Later in 2009, F I Asset Acquisition LLC paid $2.2 million to acquire the equipment, inventory, and receivables from Findlay’s two plants and $1.2 million for assumed trade debt. Those assets were then transferred to companies entirely owned by Michael Gardner — the founder’s son, owner of 45 percent of Findlay’s stock, and Findlay’s CEO until shortly before the company’s assets were sold.

The court noted that the two new companies, September Ends and Back in Black, each established a plant on one of the old Findlay lots, rehired many of Findlay’s former employees, and sold to Findlay’s biggest customer.

“Michael paid only $3.4 million for the company,” Judge Daughtrey wrote. “Strikingly, between May 2009 and December 2013, the net income — or bottom line — of Back in Black and September Ends was $11.9 million, more than triple the amount Michael had paid.

“A cynic might observe that Michael was, indeed, ‘back in the black’,” she wrote.

The successor companies were, for all intents and purposes, under common control with Findlay and should be considered a trade or business successor to the original company, the court found.

The court noted this was an unusual case.

“All that we decide today is that when there is a sale that is not conducted at arm’s length, successor liability can apply,” Judge Daughtrey wrote. “And although we are reluctant to impose successor liability to reorganizations of failing businesses, that principle cannot be stretched so far as to demand judicial approval of deals that are not above board.”

The companies’ Dayton attorney, Caroline H. Gentry, could not be reached for comment.

The judicial panel was unanimous in finding that the PBGC can go after the trust, but Judge David W. McKeague disagreed that the two companies set up by Michael Gardner could also be on the hook.
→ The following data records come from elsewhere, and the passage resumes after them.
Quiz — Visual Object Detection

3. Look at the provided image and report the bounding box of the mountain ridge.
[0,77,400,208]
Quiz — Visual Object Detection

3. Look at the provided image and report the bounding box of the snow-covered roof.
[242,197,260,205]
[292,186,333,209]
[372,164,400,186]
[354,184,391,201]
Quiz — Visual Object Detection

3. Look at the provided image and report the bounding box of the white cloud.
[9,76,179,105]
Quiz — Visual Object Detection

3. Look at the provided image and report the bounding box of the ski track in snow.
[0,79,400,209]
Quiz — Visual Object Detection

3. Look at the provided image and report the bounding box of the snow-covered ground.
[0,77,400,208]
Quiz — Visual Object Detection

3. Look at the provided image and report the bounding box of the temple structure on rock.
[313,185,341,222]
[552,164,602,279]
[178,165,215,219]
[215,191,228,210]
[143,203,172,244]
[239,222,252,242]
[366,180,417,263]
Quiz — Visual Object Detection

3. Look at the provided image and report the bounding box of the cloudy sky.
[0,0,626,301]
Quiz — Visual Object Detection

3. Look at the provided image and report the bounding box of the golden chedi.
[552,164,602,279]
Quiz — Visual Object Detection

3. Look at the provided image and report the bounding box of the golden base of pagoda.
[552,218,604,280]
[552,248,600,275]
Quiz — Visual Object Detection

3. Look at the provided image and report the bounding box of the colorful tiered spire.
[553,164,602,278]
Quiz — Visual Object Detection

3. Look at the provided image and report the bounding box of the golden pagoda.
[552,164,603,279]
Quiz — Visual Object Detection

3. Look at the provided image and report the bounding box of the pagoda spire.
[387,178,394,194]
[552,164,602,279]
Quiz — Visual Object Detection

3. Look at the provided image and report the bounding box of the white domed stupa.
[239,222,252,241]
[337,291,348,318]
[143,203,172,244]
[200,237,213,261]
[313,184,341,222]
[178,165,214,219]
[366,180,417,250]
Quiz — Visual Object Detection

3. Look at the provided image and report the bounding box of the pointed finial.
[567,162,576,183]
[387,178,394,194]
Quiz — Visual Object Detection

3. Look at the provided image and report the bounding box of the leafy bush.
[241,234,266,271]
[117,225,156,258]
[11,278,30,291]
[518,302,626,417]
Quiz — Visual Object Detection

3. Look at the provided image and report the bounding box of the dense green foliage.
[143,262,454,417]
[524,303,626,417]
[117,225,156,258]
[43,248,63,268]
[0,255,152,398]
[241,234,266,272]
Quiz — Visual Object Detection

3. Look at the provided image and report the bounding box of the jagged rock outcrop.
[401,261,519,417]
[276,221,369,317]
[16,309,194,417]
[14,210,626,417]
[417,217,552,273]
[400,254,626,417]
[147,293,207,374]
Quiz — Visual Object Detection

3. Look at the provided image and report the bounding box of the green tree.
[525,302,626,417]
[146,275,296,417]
He wrote that Congress deliberately chose not to impose liability on such successors.

“It is true that several Circuits have imposed common-law successor liability in cases dealing with multi-employer (pension) plans — in contrast to the single-employer plan here — and the lack of a uniform rule would be somewhat awkward,” Judge McKeague wrote.

“But Congress created this awkward situation,” he wrote. “It should be the one to fix it.”